Here was the simple truth: I really didn’t know what the Fiend wanted with me. For the longest time, I had thought she had seen some spark of goodness in me. Some heroic fate she wanted to snuff out, or frighten me away from. More recently, it occurred to me maybe I was just entertainment. If she helped me fly higher, perhaps it was only because she wanted to watch me fall later. But I had lied to Talon about her for an awful long time. That didn’t sound like something a hero should do.

Perhaps it was the lying. Perhaps there was something twisted in me, something she had glimpsed a very long time ago. But I couldn’t think of what it was.

Vaguely I thought I remembered that phoenixes were meant to be a sign of the Sun Fiend--or was it Crown Naruune? Or was it the Sun Fiend in some places and the Crowns in others? You’d think they’d be impossible to mix up in that way.

The guards, Menone, and I stepped inside the palace, the doors shutting behind us. Even when I was very young, I’d had my beliefs. Back then, however, I hadn’t wanted to be a hero and warrior. I’d dreamed of becoming a healer in the temple. Greshan nobility believed meat-eaters little better than animals, but was there really much difference between us and them?
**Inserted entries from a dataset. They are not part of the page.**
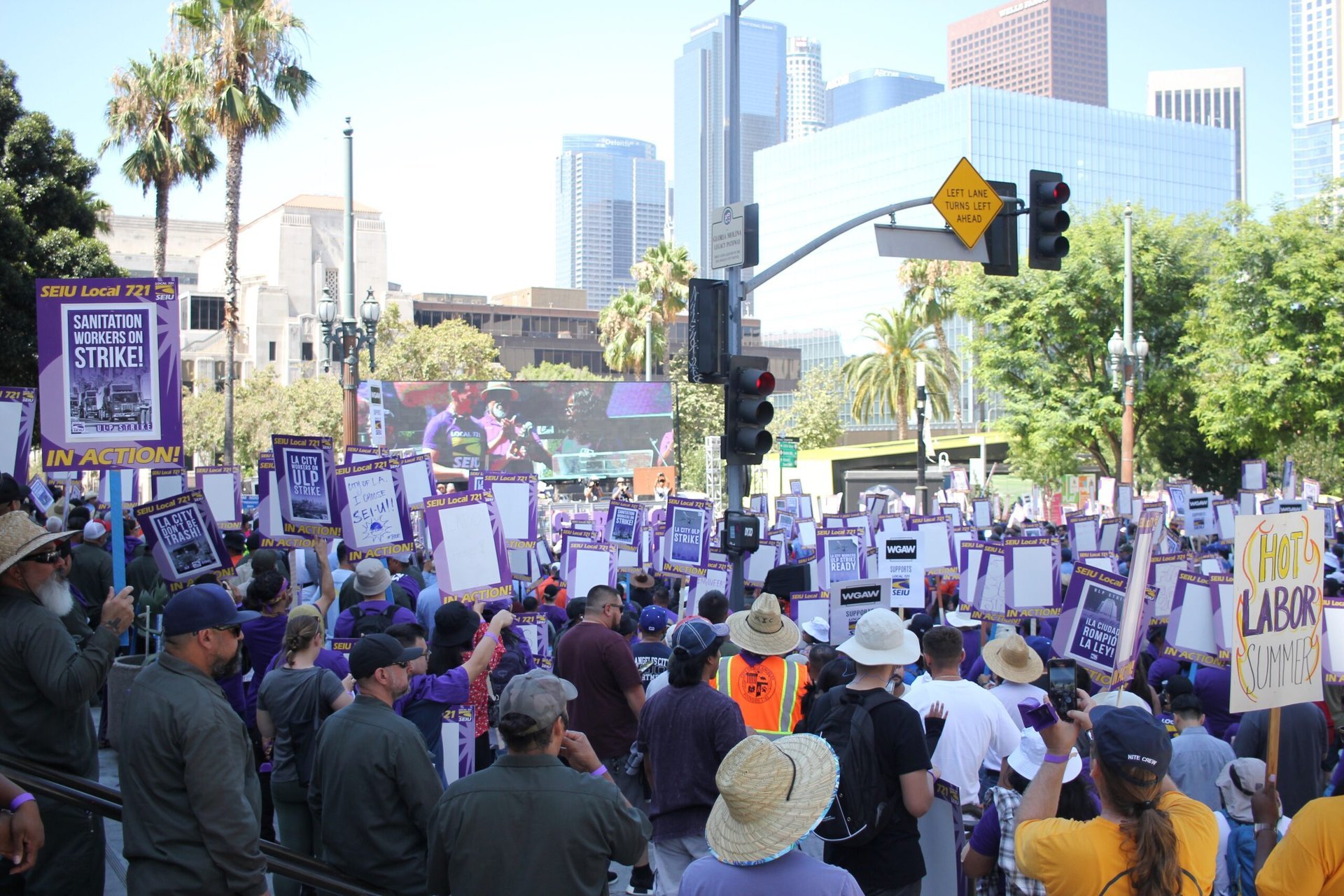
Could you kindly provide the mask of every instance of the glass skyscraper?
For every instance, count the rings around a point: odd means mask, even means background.
[[[667,171],[653,144],[569,134],[555,160],[555,285],[606,308],[634,287],[630,266],[663,239]]]
[[[771,263],[829,227],[906,199],[933,195],[966,156],[991,180],[1027,187],[1032,168],[1059,171],[1077,218],[1130,200],[1173,215],[1218,212],[1236,193],[1230,130],[989,87],[960,87],[828,128],[757,153],[761,261]],[[942,227],[931,207],[896,215],[900,224]],[[1019,220],[1025,247],[1027,222]],[[755,308],[767,332],[828,326],[848,353],[863,316],[900,305],[899,259],[879,258],[868,224],[812,253],[761,287]],[[962,416],[978,423],[970,359],[958,351],[965,321],[946,325],[962,363]],[[992,416],[992,412],[986,412]]]
[[[672,185],[676,242],[689,250],[700,277],[711,277],[710,215],[723,206],[723,122],[727,117],[724,39],[728,17],[691,31],[675,63]],[[742,19],[742,201],[755,201],[753,156],[788,134],[785,28],[778,21]]]

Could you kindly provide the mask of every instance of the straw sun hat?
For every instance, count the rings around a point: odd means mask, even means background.
[[[798,646],[798,623],[780,611],[780,599],[762,594],[750,610],[728,617],[732,643],[762,657],[781,657]]]
[[[1004,681],[1031,684],[1046,672],[1046,664],[1016,631],[1005,638],[995,638],[980,656],[985,658],[989,670]]]
[[[38,548],[56,541],[65,541],[74,532],[47,532],[28,519],[23,510],[12,510],[0,516],[0,572]]]
[[[719,763],[719,798],[704,837],[728,865],[778,858],[821,821],[835,799],[840,762],[816,735],[751,735]]]

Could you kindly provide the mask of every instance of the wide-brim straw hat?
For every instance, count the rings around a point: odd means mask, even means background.
[[[840,762],[816,735],[751,735],[723,758],[714,783],[719,798],[704,827],[710,849],[728,865],[759,865],[817,826],[835,799]]]
[[[1005,638],[995,638],[984,646],[980,656],[985,658],[989,670],[1004,681],[1031,684],[1046,673],[1040,656],[1016,631]]]
[[[798,623],[781,613],[773,594],[762,594],[750,610],[730,615],[728,633],[732,643],[762,657],[782,657],[798,646]]]
[[[38,548],[65,541],[71,535],[74,535],[74,531],[47,532],[30,520],[28,514],[23,510],[11,510],[0,516],[0,572],[4,572]]]

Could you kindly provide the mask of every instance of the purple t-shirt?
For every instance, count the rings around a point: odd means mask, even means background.
[[[714,775],[702,772],[718,768],[746,736],[738,704],[703,681],[663,688],[649,697],[640,712],[636,744],[653,772],[649,821],[655,841],[704,836],[719,789]]]
[[[726,865],[712,854],[696,858],[681,875],[681,896],[780,896],[829,893],[863,896],[853,875],[790,849],[763,865]]]

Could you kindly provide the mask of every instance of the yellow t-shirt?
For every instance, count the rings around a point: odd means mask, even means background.
[[[1255,877],[1261,896],[1344,896],[1344,797],[1321,797],[1293,815]]]
[[[1195,876],[1199,893],[1214,887],[1218,823],[1214,813],[1185,794],[1171,791],[1157,802],[1176,827],[1180,866]],[[1296,822],[1294,822],[1296,823]],[[1016,833],[1017,870],[1046,885],[1048,896],[1095,896],[1124,870],[1134,866],[1132,841],[1105,818],[1024,821]],[[1117,880],[1106,896],[1130,896],[1129,879]],[[1181,895],[1198,896],[1181,875]],[[1175,895],[1173,895],[1175,896]]]

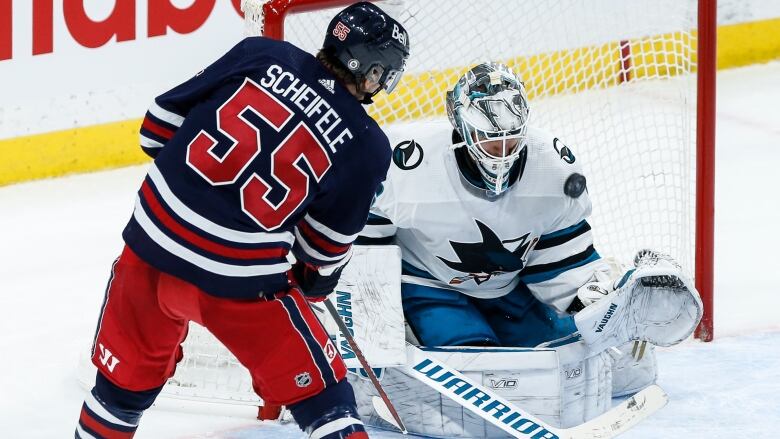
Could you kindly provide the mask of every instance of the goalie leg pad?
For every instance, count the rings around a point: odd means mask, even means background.
[[[699,293],[671,257],[643,251],[619,288],[574,316],[594,351],[632,340],[672,346],[688,338],[702,317]]]

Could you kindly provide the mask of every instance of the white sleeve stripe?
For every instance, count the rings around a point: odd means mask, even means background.
[[[102,419],[116,425],[121,425],[123,427],[137,427],[138,424],[130,424],[127,423],[116,416],[112,415],[108,410],[106,410],[105,407],[101,403],[98,402],[98,400],[95,399],[95,395],[92,394],[92,392],[87,393],[87,397],[84,398],[84,404],[89,407],[90,410],[92,410],[96,415],[100,416]],[[89,436],[91,437],[91,436]]]
[[[350,254],[348,251],[344,252],[344,254],[338,255],[338,256],[325,256],[322,253],[318,252],[317,250],[313,249],[307,242],[306,239],[301,236],[301,232],[298,231],[298,228],[295,228],[295,242],[301,246],[304,252],[306,252],[307,255],[311,256],[314,259],[318,259],[320,261],[327,261],[327,262],[337,262],[344,257],[346,257],[348,254]]]
[[[337,431],[341,431],[349,427],[350,425],[363,425],[363,422],[355,418],[339,418],[336,419],[335,421],[330,421],[327,424],[322,425],[320,428],[312,431],[311,436],[309,436],[309,438],[320,439],[329,434],[333,434],[336,433]]]
[[[136,221],[138,221],[138,224],[141,225],[141,228],[144,229],[144,232],[146,232],[146,234],[149,235],[149,237],[157,245],[165,249],[168,253],[177,256],[191,264],[197,265],[198,267],[211,273],[230,277],[253,277],[284,273],[292,267],[289,262],[262,265],[231,265],[217,262],[203,255],[199,255],[198,253],[195,253],[194,251],[174,241],[168,235],[163,233],[162,230],[157,228],[149,216],[146,215],[146,211],[141,205],[140,198],[136,199],[133,217]]]
[[[312,218],[309,214],[306,214],[306,216],[303,218],[309,225],[316,231],[322,233],[323,235],[327,236],[333,241],[336,241],[341,244],[352,244],[352,241],[357,238],[357,233],[354,235],[342,235],[341,233],[331,229],[330,227],[326,226],[325,224],[322,224],[321,222],[317,221],[316,219]]]
[[[528,288],[534,297],[554,307],[558,312],[566,312],[572,298],[577,294],[577,288],[584,285],[593,276],[593,271],[598,264],[602,263],[601,259],[595,260],[581,267],[566,270],[552,279],[528,284]]]
[[[395,235],[396,227],[392,224],[366,225],[360,232],[360,236],[366,238],[387,238]]]
[[[182,123],[184,123],[184,117],[157,105],[156,101],[152,102],[152,105],[149,107],[149,113],[151,113],[152,116],[164,122],[168,122],[177,128],[180,127]]]
[[[227,227],[220,226],[204,218],[192,209],[187,207],[176,195],[173,194],[168,187],[168,183],[165,182],[165,178],[157,169],[154,163],[149,167],[149,178],[154,183],[157,191],[160,193],[162,201],[173,210],[173,212],[180,216],[184,221],[189,224],[203,230],[206,233],[214,235],[218,238],[222,238],[227,241],[240,242],[244,244],[259,244],[266,242],[286,242],[292,244],[294,238],[292,233],[266,233],[266,232],[242,232],[239,230],[228,229]]]
[[[558,262],[571,255],[582,253],[591,245],[593,245],[593,235],[588,231],[563,244],[556,245],[555,247],[549,247],[543,250],[534,249],[531,251],[530,257],[528,258],[528,265],[526,268],[534,265]]]
[[[150,138],[148,138],[148,137],[146,137],[146,136],[144,136],[142,134],[141,135],[141,146],[143,146],[144,148],[157,149],[157,148],[162,148],[163,144],[158,142],[158,141],[156,141],[156,140],[150,139]]]

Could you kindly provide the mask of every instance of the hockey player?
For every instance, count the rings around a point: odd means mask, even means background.
[[[76,437],[134,435],[189,321],[310,437],[367,437],[306,301],[336,285],[386,175],[387,137],[361,103],[393,90],[408,55],[403,27],[361,2],[333,18],[316,57],[247,38],[155,99],[141,127],[154,163],[111,270]]]
[[[401,247],[411,330],[426,346],[536,346],[576,331],[577,290],[609,272],[580,162],[529,127],[525,88],[503,65],[469,70],[446,105],[452,126],[395,147],[362,232]]]
[[[534,347],[575,333],[572,315],[626,273],[593,245],[580,161],[528,125],[525,87],[506,66],[469,70],[446,107],[450,124],[388,131],[394,165],[361,233],[401,247],[411,338]],[[642,367],[640,382],[616,377],[617,393],[655,379],[652,353]]]

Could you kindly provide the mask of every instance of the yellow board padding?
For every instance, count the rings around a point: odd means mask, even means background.
[[[0,186],[143,163],[140,126],[133,119],[0,140]]]
[[[622,44],[630,48],[630,66],[623,69]],[[618,85],[627,73],[632,80],[675,76],[695,70],[696,33],[660,36],[580,47],[532,56],[493,60],[502,62],[523,79],[531,101],[561,93],[579,93]],[[380,124],[446,114],[445,92],[471,66],[406,75],[392,95],[379,95],[369,113]],[[422,102],[423,105],[409,105]]]
[[[780,58],[780,18],[718,26],[718,69]]]
[[[628,42],[632,80],[695,70],[696,33],[677,32]],[[718,69],[780,58],[780,18],[718,27]],[[518,72],[530,99],[612,87],[621,78],[621,43],[501,61]],[[444,93],[471,66],[404,76],[392,95],[371,107],[380,123],[443,116]],[[409,105],[423,102],[423,105]],[[109,169],[148,160],[138,146],[140,119],[0,140],[0,186]]]

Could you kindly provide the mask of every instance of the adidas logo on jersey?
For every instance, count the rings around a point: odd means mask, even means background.
[[[329,92],[335,94],[336,93],[336,81],[332,79],[320,79],[320,84],[325,87]]]

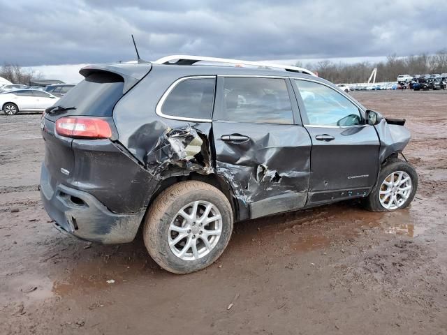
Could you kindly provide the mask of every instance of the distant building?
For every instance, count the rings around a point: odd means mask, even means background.
[[[65,84],[62,80],[55,79],[31,79],[29,80],[29,86],[45,86],[52,85],[53,84]]]
[[[3,77],[0,77],[0,86],[1,85],[10,85],[11,84],[13,84],[13,83],[11,82],[10,82],[9,80],[6,80]]]

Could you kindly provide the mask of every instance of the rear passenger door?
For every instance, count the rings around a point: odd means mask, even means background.
[[[216,170],[252,218],[306,202],[311,140],[300,120],[288,78],[218,76]]]
[[[379,141],[359,107],[338,90],[293,80],[312,141],[308,203],[366,195],[379,170]]]

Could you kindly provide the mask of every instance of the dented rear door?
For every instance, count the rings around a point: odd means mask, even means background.
[[[216,170],[252,218],[306,202],[312,142],[299,120],[288,79],[218,77]]]

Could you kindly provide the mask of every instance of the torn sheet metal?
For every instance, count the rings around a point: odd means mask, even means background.
[[[129,150],[154,178],[161,179],[170,165],[204,174],[214,171],[207,136],[194,126],[171,128],[156,121],[143,127],[129,137]]]
[[[310,177],[311,140],[295,126],[214,122],[216,173],[231,184],[251,218],[305,206]],[[226,140],[243,134],[243,142]]]
[[[395,152],[401,152],[410,140],[410,132],[404,126],[389,124],[385,119],[374,126],[380,138],[380,163]]]

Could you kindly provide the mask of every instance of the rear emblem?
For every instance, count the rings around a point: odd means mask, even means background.
[[[62,172],[64,174],[66,174],[67,176],[70,174],[70,171],[63,169],[62,168],[61,168],[61,172]]]

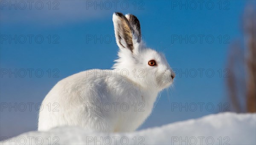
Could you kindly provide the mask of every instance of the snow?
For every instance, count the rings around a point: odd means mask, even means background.
[[[77,127],[30,131],[0,145],[256,145],[256,114],[226,112],[133,132],[93,132]]]

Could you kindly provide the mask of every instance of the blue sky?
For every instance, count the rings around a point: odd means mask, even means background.
[[[41,3],[35,6],[35,1],[31,8],[27,3],[22,9],[24,3],[16,1],[11,3],[17,10],[9,7],[9,1],[2,1],[0,6],[1,104],[40,103],[58,81],[69,75],[89,69],[110,68],[118,49],[112,16],[120,11],[137,16],[147,46],[163,52],[170,66],[179,71],[173,88],[163,91],[139,129],[216,113],[220,103],[221,110],[232,110],[225,104],[229,100],[224,69],[230,44],[243,40],[241,20],[250,2],[203,1],[201,6],[195,1],[117,1],[115,5],[112,1],[59,0],[51,1],[50,6],[41,1]],[[255,3],[250,4],[255,7]],[[17,44],[12,39],[15,36]],[[15,69],[17,77],[9,77],[10,70]],[[28,69],[34,69],[31,77]],[[26,75],[23,78],[24,70]],[[201,76],[198,70],[202,70]],[[195,111],[180,110],[181,106],[195,103]],[[198,103],[203,105],[201,111]],[[206,104],[213,104],[214,109]],[[32,107],[24,112],[2,108],[1,136],[36,129],[38,113],[35,105]]]

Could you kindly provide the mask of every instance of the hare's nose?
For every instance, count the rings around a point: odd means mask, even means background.
[[[171,77],[172,77],[172,79],[173,80],[174,78],[175,78],[175,74],[172,73],[172,75],[171,75]]]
If there wasn’t much difference between noble and commoner, then what difference was there between Angran and Greshan? A different language, like how donkeys brayed and chickens clucked? But they were both animals. Both meat.

Weren’t we all just mortals in the eyes of Crowns? Wasn’t it…proud, to claim you were special somehow?

What made a human so much more special than an animal?

A long time ago I had tried to find out. If I wanted to become a healer, I’d need to know how things worked. I needed to learn. So I took one of the chickens behind the house and cut it open. Feathers flew everywhere, getting in my mouth. My hands were sticky. It was just meat. Father had been furious. Had taken me down to the river and head under water and breathing and breathing—

Washed the blood off. Washed the blood off. He was furious. Sat his child down and lectured. About sacrifice. About how killing things just because was a waste. The chicken could’ve still laid eggs. Now we’d need to get another. Livestock animals could die, but one had to be deliberate about the when and how. Is that how the Fiend sees us? The Crowns? Livestock animals? Was that how Hallow Zaya—?

A slap across my face brought me back to the present. My eyes drifted down to Crim, and it took a moment to recall his feathers were just like that. I quickly returned my gaze to Menone.

“I-I’m sorry,” I managed.

“Are you here with us, Crown-son?” asked Menone.

“Yes. I am. Thank you.”

He said something then. About how proud he was, about how yes there’s an order to everything but sometimes one has to go outside the order, about how the tournament had served its purpose. I nodded along and he left on his duties. I was thinking about—drought. Granary. Animals. Livestock. Sacrifice.

There was a sharp pain in my leg, and I winced as Crim bit into my skin. Careful not to disturb my injuries, I crouched down and stroked the bird when no one was around to see.

“Yes. I think we’ve kept your master waiting long enough, haven’t we?” I murmured to the bird. “Can you do me a favor? This next thing I have to do is going to be rough for us both, I think. So just…do what you do best.”

Crim crooned again, tilting his head, and I shook my head as I rose again. There was still so much left to do. Before things got more complicated, while I had a chance, I should do what I took this role to achieve. Without any further delay, I tracked down the nearest maidservant, and gave her orders to bring up a meal from the kitchens—something light, like soup.

It was time to tell Talon about my ascendancy to the throne.